— Он самый, — подтвердил тот, подняв голову и бросив на меня короткий взгляд через плечо. — Вам всем придется высадится здесь для проверки, а потом, те, кто ее пройдет, сядут снова. Не расчитывайте на возврат денег, если Вы не пройдете контроль. За подобные случаи компания не несет ответственности.
— Мы всего в дне пути от Ара, — заметил один из пассажиров.
— Там заграждение, — сказал другой, подойдя ко мне и вставая рядом у перил.
— Смотрите, — указал третий, присоединяясь к нам. — Гляньте-ка на того бедного слина.
Он указал на небольшую фигуру подле поста проверке, насаженную на высокий шест, поднятую футов на двадцать над головами беженцев.
Там в толпе, присутствуют солдаты в пурпурных плащах и шлемах, — сообщил я соседям, внезапно заметив старых знакомых.
Давненько я не видел солдат в такой форме, как раз со времен реставрации Марленуса, когда Убар Убаров вернувшись в Ар, низложил узурпатора Цернуса.
— Это — Таурентианцы, члены элитного отряда дворцовой гвардии, — объяснил мужчина стоявший рядом со мной.
— Отряды таурентианцев были расформированы в 10119 годы, — заметил я.
— Они вернули к себе доверие, — объяснил мужчина.

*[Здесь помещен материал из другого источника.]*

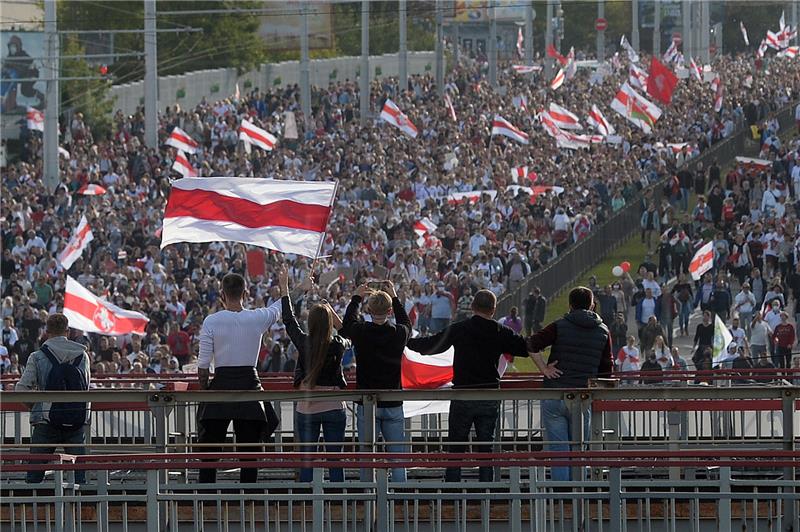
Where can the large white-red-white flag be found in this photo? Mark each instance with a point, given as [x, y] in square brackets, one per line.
[80, 239]
[702, 261]
[393, 115]
[183, 166]
[35, 119]
[179, 139]
[87, 312]
[252, 134]
[287, 216]
[501, 126]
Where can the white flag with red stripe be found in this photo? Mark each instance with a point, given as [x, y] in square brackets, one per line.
[80, 239]
[183, 166]
[179, 139]
[91, 189]
[599, 122]
[393, 115]
[35, 119]
[501, 126]
[87, 312]
[252, 134]
[563, 118]
[702, 261]
[287, 216]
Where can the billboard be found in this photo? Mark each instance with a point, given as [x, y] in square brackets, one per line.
[20, 59]
[281, 28]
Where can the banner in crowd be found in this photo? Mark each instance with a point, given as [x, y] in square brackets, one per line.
[87, 312]
[287, 216]
[79, 241]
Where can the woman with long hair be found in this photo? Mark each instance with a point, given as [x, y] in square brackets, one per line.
[319, 368]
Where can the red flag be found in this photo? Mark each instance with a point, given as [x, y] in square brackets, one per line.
[661, 82]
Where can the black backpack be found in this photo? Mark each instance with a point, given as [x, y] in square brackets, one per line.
[66, 376]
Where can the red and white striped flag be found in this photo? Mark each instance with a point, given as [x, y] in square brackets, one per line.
[80, 239]
[501, 126]
[450, 109]
[179, 139]
[252, 134]
[599, 122]
[558, 80]
[702, 261]
[393, 115]
[183, 166]
[563, 118]
[90, 189]
[87, 312]
[287, 216]
[35, 119]
[526, 69]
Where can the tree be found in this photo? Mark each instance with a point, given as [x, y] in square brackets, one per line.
[89, 96]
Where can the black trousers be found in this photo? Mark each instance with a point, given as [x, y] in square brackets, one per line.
[463, 415]
[215, 431]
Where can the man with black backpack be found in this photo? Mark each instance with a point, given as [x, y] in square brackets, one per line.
[59, 365]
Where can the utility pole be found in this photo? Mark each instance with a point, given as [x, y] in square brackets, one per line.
[439, 48]
[529, 33]
[305, 82]
[52, 104]
[686, 14]
[492, 47]
[402, 54]
[363, 83]
[656, 28]
[150, 75]
[548, 41]
[601, 35]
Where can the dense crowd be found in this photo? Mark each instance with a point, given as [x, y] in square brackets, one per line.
[387, 183]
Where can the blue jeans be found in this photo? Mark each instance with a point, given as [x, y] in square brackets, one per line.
[557, 425]
[44, 433]
[463, 415]
[332, 423]
[390, 423]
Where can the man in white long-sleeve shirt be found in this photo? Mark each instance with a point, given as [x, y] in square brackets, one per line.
[231, 339]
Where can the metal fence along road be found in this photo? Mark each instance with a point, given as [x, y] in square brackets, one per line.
[580, 257]
[694, 458]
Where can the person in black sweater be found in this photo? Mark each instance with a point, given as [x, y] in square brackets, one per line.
[478, 344]
[379, 347]
[318, 368]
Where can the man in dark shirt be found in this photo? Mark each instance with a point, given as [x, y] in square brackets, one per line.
[580, 349]
[379, 347]
[478, 344]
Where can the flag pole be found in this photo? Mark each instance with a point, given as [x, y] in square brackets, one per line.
[325, 231]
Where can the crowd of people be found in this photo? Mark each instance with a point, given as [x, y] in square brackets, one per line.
[388, 182]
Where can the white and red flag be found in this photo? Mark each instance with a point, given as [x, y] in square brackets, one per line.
[179, 139]
[252, 134]
[183, 166]
[287, 216]
[744, 33]
[563, 118]
[450, 109]
[87, 312]
[501, 126]
[35, 119]
[702, 261]
[393, 115]
[91, 189]
[80, 239]
[599, 122]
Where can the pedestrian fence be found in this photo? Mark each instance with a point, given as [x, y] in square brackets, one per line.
[671, 457]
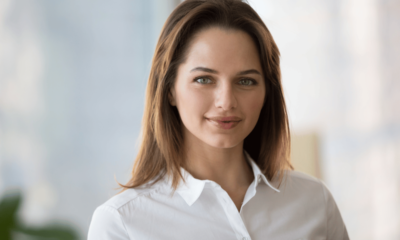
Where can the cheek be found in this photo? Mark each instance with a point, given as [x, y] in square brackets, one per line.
[192, 105]
[253, 106]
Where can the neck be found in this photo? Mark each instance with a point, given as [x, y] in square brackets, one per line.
[226, 166]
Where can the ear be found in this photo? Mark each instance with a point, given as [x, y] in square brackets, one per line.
[171, 96]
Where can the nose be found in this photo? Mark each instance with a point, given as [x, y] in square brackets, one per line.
[225, 97]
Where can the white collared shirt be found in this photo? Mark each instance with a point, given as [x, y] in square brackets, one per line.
[302, 208]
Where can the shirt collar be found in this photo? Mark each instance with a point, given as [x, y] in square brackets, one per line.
[191, 191]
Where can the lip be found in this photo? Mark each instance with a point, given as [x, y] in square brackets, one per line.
[225, 122]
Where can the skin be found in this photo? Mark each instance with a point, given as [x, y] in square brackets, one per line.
[213, 153]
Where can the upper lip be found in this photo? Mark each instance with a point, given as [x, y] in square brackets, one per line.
[225, 119]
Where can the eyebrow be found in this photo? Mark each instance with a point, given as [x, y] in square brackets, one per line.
[203, 69]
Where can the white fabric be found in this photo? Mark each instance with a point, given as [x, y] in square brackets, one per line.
[302, 208]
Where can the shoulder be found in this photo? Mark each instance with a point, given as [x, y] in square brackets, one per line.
[302, 187]
[311, 193]
[122, 199]
[110, 218]
[301, 181]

— А Вы разве не слышали? — удивился второй.
— Нет, — ответил я.
Честно говоря, эта информация, а особенно то, что я своими глазами увидел таурентианцев, меня сильно встревожила. Подобные бойцы, с их понятиями о чести мундира, их отождествлением себя с их собственными отрядами, с их преданностью только своим непосредственным командующим, с их статусом, привилегиям и навыкам, их близостью к столь манящим рычагам власти, дает в их руки возможность возводить на престол и смещать убаров.

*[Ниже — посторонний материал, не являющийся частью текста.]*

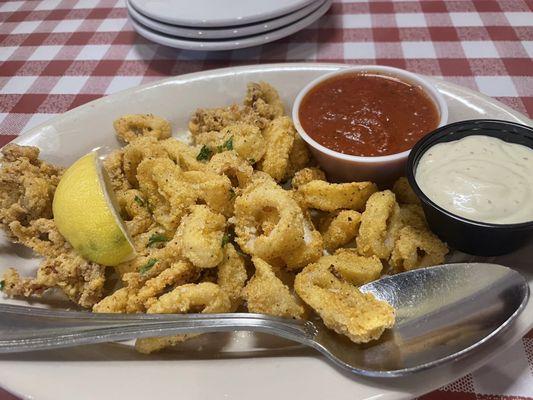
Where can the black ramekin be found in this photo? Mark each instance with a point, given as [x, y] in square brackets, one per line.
[473, 237]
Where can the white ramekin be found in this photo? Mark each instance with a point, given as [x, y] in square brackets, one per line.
[382, 169]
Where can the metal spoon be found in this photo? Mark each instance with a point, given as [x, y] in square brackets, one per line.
[442, 313]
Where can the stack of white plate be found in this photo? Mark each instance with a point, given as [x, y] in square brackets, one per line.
[222, 24]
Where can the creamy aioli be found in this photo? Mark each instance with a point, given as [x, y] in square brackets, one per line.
[481, 178]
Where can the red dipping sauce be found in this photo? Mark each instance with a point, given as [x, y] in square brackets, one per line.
[367, 114]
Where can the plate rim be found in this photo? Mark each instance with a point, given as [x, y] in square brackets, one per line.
[231, 44]
[222, 33]
[228, 21]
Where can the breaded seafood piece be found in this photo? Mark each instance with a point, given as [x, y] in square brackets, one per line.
[279, 136]
[307, 175]
[404, 193]
[200, 237]
[234, 167]
[27, 186]
[262, 200]
[416, 248]
[216, 119]
[204, 297]
[133, 126]
[352, 267]
[232, 276]
[42, 236]
[335, 196]
[264, 100]
[413, 215]
[342, 307]
[167, 194]
[309, 251]
[380, 225]
[212, 189]
[265, 293]
[82, 281]
[182, 154]
[137, 151]
[134, 211]
[339, 228]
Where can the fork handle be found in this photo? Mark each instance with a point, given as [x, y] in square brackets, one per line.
[25, 328]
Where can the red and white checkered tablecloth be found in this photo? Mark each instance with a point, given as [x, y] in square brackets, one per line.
[58, 54]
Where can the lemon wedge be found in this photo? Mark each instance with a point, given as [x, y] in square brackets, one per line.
[85, 213]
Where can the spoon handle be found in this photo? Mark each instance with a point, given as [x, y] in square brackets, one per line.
[29, 328]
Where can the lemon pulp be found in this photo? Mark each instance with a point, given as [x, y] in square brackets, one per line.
[85, 213]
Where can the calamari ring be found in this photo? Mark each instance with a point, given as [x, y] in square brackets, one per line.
[133, 126]
[200, 237]
[380, 225]
[285, 236]
[342, 307]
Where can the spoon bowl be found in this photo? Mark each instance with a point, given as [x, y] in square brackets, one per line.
[442, 314]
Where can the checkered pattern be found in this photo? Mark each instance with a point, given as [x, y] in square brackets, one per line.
[58, 54]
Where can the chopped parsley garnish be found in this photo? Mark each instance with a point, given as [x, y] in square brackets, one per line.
[204, 154]
[156, 238]
[138, 200]
[225, 239]
[146, 267]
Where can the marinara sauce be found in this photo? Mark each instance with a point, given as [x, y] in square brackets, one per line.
[367, 114]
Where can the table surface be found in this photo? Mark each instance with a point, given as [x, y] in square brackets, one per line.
[58, 54]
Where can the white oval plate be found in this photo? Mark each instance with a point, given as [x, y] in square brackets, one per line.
[262, 367]
[230, 44]
[216, 13]
[225, 33]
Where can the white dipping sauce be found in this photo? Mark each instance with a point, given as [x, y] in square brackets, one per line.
[481, 178]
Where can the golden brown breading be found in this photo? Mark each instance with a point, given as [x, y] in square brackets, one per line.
[216, 119]
[307, 175]
[404, 193]
[266, 294]
[339, 228]
[342, 307]
[416, 248]
[232, 276]
[212, 189]
[335, 196]
[286, 235]
[279, 139]
[264, 100]
[168, 195]
[380, 225]
[82, 281]
[308, 252]
[27, 186]
[234, 167]
[134, 126]
[200, 237]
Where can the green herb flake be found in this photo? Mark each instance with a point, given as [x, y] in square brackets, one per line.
[146, 267]
[225, 239]
[138, 200]
[156, 238]
[204, 154]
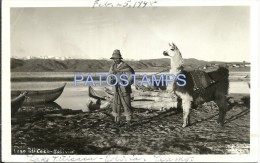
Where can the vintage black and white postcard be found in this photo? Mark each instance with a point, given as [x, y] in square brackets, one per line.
[130, 81]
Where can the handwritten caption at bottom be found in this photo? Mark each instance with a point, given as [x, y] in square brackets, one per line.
[126, 4]
[109, 158]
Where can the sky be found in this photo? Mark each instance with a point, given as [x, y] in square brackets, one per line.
[205, 33]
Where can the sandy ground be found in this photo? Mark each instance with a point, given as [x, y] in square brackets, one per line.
[52, 130]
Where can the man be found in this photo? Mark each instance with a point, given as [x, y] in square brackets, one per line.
[122, 94]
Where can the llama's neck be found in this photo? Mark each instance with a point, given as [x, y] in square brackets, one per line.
[176, 63]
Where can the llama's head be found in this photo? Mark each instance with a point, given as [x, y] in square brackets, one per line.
[176, 58]
[172, 51]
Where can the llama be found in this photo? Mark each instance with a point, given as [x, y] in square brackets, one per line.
[193, 93]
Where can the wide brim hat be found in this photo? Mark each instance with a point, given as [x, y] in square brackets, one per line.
[116, 54]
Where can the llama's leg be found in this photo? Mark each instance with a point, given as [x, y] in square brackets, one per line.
[186, 105]
[186, 101]
[222, 105]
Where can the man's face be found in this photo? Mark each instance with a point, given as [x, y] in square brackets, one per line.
[117, 61]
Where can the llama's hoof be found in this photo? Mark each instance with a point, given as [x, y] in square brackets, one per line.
[184, 125]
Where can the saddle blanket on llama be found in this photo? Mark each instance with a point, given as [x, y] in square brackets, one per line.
[201, 79]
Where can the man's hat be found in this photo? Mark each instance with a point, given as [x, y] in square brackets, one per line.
[116, 54]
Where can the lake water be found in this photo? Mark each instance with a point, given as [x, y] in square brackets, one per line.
[75, 97]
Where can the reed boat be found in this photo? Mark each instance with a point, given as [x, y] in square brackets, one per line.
[17, 102]
[40, 96]
[140, 99]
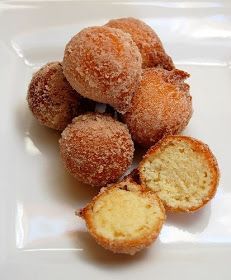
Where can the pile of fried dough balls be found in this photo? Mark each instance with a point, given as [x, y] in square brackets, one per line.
[123, 65]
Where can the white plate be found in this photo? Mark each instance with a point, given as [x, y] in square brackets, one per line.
[40, 238]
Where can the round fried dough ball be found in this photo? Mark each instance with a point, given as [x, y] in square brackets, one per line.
[96, 149]
[103, 64]
[148, 42]
[162, 105]
[50, 97]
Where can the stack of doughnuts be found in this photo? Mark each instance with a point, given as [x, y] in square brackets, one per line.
[124, 66]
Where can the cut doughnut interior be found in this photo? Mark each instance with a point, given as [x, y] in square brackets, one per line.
[182, 171]
[125, 217]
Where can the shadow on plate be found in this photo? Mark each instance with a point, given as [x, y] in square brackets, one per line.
[191, 222]
[92, 252]
[60, 184]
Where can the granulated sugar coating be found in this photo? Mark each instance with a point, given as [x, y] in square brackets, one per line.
[50, 97]
[148, 42]
[96, 149]
[162, 105]
[103, 64]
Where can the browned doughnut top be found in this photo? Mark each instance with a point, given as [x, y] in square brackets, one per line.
[96, 149]
[103, 64]
[50, 97]
[148, 42]
[162, 105]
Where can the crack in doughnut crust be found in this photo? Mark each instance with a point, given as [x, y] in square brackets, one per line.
[148, 42]
[50, 97]
[161, 106]
[96, 149]
[124, 217]
[182, 171]
[103, 64]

— Это произошло как раз в этом году, — сообщил мне мужчина.
— Они — отличные солдаты, — заметил второй.
— Я знаю, — кивнул я.
Мне ли не знать. Я уже имел случай встречаться с ними в бою, на песке Стадиона Клинков. Существует миф, основанный на их положение в городе, что таурентианцы избалованы и мягкотелы. Так вот этот миф — ложь. Они — элитные войска, отлично обученные и преданные их командующим. Далеко не каждый желающий может получить доступ к их желанным рангам, попутно узнав, что его блестящее владение оружием, оказывается посредственным если не плохим по сравнению с предъявляемыми требованиями.
Сейчас шел 10130 год от основания Ара. В хронологии Порт-Кара это был 11-й год Суверенитета Совета Капитанов. В те времена, когда я с ними познакомился, их капитаном был Сафроникус из Ара. А Серемидес с Тироса, в те дни, был высшим генералом Ара, и назначен он был под влиянием Цернуса, того самого, кто вскоре должен был занять трон Ара, заменив уважаемого всеми героя, Максимуса Хегезия Квинтилиуса из Ара, который ранее ввел Цернуса, предпринимателя и работорговца, в касту воинов. Максимус Хегезий Квинтилиус был позже найден убитым в его собственных садах удовольствий, а заподозренную в его убийстве, укусившую его девушку, убили таурентианцы прежде, чем она смогла дать показания. Конечно, подобное назначение на столь высокий пост, выходца с Тироса, несколько позже было бы невероятно, в виду быстро развивающихся трений между Аром и Косом, и его могущественным союзником Тиросом. Эти трения, в значительной степени были следствием конкуренции указанных игроков в долине Воска. После победы Марленуса и свержения Цернуса, столь недолго пробывшего Убаром, я снова увидел обоих, Сафроникуса и Серемидеса перед троном, но на этот раз в цепях. Оба они, вместе с другими высшими офицерами, уличенными в измене, были в цепях отправлены в Порт-Кар, на продажу в качестве галерных рабов.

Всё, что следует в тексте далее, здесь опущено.